The ColU rolled forward once more, and the four of them walked slowly beside it.
Ahead, they soon made out the settlement, smoke rising from a couple of fires, a huddle of huts that were domes of drab Arduan green. Beyond the domes there were fields bearing a lighter green, Earth green—potatoes, maybe.
And a man in a bright blue uniform, holding some kind of rifle, stood between the approaching party and the settlement. The uniform was a Peacekeeper’s, Yuri saw with surprise.
“Hold it right there,” the Peacekeeper called. “This thing is loaded, you heard the shot. And I will use it as I was trained.”
To Yuri’s astonishment he recognised the man. “Mattock. Hey, Mattock! Is that you?”
He could see the man scowl. “Who the hell are you?”
“On the ship, remember?” Yuri walked forward, hands empty and held wide from his body. “You were on my back the whole trip. Well, not just me.”
Mattock held his weapon uncertainly, then let it droop. “Eden.
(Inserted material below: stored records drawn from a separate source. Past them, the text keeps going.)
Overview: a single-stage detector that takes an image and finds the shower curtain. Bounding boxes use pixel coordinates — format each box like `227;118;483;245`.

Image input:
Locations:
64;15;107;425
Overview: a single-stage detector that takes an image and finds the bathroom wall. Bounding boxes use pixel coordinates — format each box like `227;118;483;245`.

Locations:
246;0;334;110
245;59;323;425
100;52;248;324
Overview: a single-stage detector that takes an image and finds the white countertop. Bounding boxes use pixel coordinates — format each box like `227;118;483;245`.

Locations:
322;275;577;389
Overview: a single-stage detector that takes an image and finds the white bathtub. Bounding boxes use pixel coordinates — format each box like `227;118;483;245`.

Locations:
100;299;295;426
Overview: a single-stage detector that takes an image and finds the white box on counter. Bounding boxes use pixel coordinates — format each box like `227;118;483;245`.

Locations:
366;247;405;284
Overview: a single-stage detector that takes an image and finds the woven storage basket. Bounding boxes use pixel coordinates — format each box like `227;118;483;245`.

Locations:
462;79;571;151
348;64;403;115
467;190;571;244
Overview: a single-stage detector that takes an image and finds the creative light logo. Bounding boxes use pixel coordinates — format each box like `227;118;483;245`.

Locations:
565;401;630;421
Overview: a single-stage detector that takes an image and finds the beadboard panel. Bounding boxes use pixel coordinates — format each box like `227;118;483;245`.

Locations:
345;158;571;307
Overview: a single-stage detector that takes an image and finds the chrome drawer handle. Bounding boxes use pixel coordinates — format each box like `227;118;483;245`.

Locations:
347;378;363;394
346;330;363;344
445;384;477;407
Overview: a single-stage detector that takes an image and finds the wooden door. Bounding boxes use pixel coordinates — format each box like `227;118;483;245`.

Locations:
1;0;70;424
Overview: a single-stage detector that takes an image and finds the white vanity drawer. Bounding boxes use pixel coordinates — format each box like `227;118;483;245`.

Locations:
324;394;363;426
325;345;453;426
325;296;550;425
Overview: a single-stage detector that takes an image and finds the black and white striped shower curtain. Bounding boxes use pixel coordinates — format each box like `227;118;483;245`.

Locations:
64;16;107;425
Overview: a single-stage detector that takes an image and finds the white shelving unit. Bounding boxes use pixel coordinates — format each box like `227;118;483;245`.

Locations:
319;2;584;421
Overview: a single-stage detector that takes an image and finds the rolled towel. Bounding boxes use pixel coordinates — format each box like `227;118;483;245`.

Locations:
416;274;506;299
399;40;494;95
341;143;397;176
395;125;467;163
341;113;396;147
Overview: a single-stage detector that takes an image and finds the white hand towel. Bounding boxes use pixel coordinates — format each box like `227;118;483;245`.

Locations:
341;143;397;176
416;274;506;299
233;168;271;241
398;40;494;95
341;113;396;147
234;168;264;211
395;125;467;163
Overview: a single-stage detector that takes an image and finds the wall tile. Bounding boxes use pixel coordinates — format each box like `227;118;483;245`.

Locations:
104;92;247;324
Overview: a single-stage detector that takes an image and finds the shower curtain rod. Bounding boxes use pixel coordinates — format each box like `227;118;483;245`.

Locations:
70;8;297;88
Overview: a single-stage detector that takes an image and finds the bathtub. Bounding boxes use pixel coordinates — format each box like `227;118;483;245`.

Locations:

The asshole who got cryo-frozen.”
“And you’re the arsehole who spent the whole trip bragging about the hamburgers and the whores he was going to enjoy back on Earth, while we all spent our lives scrabbling in the dirt in this forsaken place. Remember that?”
Mattock raised the gun again. “I’m warning you—”
“Stand down, Peacekeeper,” Mardina said now, stepping forward beside Yuri. “Jones, Lieutenant, ISF. That’s an order.”
Mattock stared in disbelief at her, a gaunt figure swathed in layers of patched-up clothing. “Lieutenant Jones? Are you kidding me?”
“No. Lieutenant Jones. Who you saw stranded on this dump of a world at gunpoint. Similar to how you ended up here, I imagine. Stand down,” she repeated more sternly.
Mattock sighed, lowered his rifle, thumbed a safety. “All right. Welcome to Mattockville. You’d better follow me.” He walked off, limping.
The ColU excused itself and went rolling away to inspect the mysterious Arduan greenery. Its manipulator arms seemed to twitch with the excitement of sampling yet another alien-life mystery, Yuri thought.
Yuri trotted up to walk beside Mattock. “Hey, Peacekeeper. Do you really call it Mattockville?”
“No.”
In the little homestead there were just three low dome-shaped shacks, set around a central area where a fire burned fitfully in the open air.
People came out to see the newcomers, wary, cautious, the children wide-eyed at seeing new faces maybe for the first time in their lives. Yuri counted six adults, all white. They wore the usual remains of ISF-issue clothing, but defied the cold by padding their jumpsuits and overcoats with dried-out stem bark, so they looked like stuffed scarecrows as they waddled around. The little kids were especially comical, and they made Beth laugh.
Mattock showed them to one of the domed dwellings. It was just a frame of stems lashed together somehow, covered over with a layer of blankets and then heaps of Arduan vegetable matter, presumably taken from the ground-covering plants. The visitors went on in, ahead of Mattock. The dome was empty of people. There were pallets and chests, and bundles of clothes stuffed beneath the walls. A hearth smoked, but no fire was lit. Yuri spotted a heap of dirty ship’s-issue crockery, but there seemed no place to cook in here; maybe that was done in another dome.
Mardina said, “So this is what you can build if you don’t have to move every couple of years.”
Yuri shrugged. “We’d have done better.”
Mattock came after them into the crowded dome, followed by more adults, a woman, two men, who looked at the newcomers with a kind of nervous hostility.